Not good for storing future meeting times. DST switchover dates can change, and your tz-normalized date won't change with it.


Or if you really want to be future proof, store the geolocation so you can try to figure out the jurisdiction for any changing regulations. Maybe they didn't change the date of the switch, but changed the timezone boundary on the map.

But, then I guess we might need to account for fractured societies and actually store some kind of organizational code for which belief system the event author adheres to? :-)


You jest, but there are three calendars in active daily use in close enough proximity to me that it is not unheard of for mistakes to happen. Especially in the evening, as not all calendars start the new day at the same hour!


To me that an UI/UX issue.

Internally everything is stored and handled in TAI (better than UTC as no discontinuity) and translated from/to something else for human consumption.

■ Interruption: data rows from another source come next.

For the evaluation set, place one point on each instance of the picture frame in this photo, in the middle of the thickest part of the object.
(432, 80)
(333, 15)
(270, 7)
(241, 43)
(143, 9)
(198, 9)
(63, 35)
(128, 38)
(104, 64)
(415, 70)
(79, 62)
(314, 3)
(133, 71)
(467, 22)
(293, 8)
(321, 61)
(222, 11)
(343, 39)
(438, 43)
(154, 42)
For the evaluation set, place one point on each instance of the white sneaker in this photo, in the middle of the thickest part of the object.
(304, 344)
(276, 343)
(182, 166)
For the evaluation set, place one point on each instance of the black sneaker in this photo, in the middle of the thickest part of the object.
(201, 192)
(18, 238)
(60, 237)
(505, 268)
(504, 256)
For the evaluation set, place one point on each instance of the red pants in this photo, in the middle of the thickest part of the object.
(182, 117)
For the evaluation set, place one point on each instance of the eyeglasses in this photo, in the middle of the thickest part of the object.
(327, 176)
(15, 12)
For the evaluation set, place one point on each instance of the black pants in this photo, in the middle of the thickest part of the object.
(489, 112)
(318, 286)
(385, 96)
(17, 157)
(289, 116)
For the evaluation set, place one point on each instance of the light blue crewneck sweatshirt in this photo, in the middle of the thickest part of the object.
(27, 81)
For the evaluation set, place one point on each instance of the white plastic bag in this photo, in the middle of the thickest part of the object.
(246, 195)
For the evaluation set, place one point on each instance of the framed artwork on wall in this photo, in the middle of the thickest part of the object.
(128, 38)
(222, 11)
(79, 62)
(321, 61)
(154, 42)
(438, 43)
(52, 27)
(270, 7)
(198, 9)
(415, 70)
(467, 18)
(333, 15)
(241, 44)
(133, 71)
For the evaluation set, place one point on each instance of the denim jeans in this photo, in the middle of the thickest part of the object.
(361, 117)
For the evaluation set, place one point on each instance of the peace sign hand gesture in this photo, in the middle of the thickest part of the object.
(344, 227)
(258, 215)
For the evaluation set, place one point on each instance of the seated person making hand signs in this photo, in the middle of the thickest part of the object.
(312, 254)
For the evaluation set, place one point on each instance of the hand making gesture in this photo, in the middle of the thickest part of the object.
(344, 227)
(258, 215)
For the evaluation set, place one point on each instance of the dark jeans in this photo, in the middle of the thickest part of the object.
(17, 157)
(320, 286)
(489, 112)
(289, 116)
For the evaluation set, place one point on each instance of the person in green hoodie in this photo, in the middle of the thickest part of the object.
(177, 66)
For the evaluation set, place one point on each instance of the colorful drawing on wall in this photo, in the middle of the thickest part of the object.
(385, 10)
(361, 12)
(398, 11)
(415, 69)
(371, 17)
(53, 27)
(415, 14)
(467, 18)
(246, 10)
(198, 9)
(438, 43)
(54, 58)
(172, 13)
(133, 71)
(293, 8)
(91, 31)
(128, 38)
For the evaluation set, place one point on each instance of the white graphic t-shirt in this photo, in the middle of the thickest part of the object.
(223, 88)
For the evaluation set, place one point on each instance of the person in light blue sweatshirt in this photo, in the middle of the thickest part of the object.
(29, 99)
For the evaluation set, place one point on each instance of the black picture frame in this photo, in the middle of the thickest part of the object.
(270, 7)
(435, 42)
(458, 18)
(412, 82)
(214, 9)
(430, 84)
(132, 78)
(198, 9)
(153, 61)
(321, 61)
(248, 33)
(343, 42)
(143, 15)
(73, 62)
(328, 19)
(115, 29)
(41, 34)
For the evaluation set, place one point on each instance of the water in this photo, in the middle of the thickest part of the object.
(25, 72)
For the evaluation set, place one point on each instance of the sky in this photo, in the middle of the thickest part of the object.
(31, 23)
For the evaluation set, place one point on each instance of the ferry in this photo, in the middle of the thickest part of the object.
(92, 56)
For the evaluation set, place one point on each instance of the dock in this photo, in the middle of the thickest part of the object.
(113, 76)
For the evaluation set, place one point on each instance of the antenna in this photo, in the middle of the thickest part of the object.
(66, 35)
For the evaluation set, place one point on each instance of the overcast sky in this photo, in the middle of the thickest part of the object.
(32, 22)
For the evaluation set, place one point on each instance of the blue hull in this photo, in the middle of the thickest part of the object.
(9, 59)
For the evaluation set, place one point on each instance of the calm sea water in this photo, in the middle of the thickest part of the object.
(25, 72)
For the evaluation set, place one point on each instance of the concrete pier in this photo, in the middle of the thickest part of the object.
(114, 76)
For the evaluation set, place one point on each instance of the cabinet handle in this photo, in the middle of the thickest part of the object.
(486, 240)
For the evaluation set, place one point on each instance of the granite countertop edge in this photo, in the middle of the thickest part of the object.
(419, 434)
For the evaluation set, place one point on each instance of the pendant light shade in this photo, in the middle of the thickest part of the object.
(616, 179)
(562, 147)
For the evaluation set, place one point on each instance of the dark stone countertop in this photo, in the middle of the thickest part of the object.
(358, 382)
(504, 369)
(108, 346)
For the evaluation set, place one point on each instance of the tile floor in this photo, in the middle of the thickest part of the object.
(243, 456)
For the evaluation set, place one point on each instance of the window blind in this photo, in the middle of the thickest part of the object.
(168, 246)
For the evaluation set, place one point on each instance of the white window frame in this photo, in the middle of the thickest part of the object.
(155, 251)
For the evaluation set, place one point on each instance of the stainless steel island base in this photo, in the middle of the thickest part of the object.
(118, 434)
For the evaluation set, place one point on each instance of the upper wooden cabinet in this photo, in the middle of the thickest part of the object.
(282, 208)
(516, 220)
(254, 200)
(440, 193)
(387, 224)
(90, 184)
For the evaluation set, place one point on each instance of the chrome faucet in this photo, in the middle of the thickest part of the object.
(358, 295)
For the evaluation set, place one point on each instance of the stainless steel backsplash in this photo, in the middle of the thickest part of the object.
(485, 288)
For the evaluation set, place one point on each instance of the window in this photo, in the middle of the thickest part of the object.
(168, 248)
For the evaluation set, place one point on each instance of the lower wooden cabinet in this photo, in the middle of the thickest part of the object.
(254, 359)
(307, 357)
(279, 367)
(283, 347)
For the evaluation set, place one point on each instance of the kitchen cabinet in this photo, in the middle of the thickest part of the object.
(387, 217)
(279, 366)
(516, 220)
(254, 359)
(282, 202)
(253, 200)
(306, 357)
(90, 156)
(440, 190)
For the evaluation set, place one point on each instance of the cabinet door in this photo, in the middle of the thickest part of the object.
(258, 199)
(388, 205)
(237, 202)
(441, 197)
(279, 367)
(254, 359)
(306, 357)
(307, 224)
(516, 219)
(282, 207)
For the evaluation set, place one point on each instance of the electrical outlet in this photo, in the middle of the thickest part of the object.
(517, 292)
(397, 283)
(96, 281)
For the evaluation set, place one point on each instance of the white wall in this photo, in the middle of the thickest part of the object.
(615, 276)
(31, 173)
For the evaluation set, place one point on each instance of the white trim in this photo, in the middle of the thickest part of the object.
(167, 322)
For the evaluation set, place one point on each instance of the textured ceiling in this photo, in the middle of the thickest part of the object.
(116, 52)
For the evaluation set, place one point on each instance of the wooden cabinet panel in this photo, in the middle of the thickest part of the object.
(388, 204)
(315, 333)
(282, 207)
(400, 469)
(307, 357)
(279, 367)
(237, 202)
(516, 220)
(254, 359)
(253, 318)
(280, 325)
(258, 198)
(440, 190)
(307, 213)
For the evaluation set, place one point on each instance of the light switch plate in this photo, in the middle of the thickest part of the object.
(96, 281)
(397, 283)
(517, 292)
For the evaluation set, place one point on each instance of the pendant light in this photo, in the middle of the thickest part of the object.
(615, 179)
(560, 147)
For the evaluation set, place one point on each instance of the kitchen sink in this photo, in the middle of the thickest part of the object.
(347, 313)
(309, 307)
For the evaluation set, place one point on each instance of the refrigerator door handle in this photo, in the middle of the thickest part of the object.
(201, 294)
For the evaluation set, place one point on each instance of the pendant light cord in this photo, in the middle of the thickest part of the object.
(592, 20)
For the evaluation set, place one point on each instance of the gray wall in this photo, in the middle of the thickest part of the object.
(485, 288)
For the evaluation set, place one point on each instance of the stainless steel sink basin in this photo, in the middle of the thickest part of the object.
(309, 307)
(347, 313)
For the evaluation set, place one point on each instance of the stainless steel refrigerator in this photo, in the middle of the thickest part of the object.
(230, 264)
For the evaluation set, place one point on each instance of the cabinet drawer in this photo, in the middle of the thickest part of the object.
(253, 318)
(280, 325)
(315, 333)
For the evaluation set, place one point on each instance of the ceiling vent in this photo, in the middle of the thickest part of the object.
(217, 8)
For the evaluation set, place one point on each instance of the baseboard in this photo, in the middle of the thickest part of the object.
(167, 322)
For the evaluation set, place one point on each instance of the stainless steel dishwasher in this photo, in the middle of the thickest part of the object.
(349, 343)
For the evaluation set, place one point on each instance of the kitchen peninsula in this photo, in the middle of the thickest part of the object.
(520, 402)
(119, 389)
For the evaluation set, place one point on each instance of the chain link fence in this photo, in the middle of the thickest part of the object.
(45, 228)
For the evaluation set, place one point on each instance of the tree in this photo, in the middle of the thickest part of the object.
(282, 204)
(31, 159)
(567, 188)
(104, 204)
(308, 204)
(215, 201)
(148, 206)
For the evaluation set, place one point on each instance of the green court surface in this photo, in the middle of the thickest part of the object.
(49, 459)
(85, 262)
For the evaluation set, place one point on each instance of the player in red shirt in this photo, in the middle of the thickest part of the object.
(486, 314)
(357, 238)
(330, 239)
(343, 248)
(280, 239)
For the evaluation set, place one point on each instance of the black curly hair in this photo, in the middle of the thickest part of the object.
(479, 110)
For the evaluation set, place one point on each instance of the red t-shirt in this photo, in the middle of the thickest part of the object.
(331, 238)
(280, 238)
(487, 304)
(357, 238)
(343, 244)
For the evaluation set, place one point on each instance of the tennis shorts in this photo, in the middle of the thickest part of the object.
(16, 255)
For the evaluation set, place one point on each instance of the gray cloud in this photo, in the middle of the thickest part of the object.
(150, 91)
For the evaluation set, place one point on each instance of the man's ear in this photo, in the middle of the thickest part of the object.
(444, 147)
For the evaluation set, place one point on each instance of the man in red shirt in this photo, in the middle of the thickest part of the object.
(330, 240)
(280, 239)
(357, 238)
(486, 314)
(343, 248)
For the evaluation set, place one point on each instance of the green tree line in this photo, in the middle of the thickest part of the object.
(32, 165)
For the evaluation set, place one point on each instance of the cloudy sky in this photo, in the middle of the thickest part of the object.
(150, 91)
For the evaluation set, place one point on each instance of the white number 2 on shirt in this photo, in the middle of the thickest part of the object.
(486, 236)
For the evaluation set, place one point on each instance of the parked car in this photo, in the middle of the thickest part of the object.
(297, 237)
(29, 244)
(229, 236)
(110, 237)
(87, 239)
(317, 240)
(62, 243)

I.e. for instance your should have logic to figure out what TAI period corresponds to "next month's meetings" if that's what the user wants, which you apply immediately on user inputs and then forget about DST, time zones, etc. in the rest of the code and storage.

Another benefit is that if your user was in New York but is now in London it is trivial and well-constrained to adjust to local time.


No, it is not. It is because converting to UTC loses information that can't be retrieved.


Uh, no - meetings need to be stored with a timezone they were created in. This is how major calendar apps work.

In Apple Calendar you can enable advanced timezone settings and you get a timezone override option.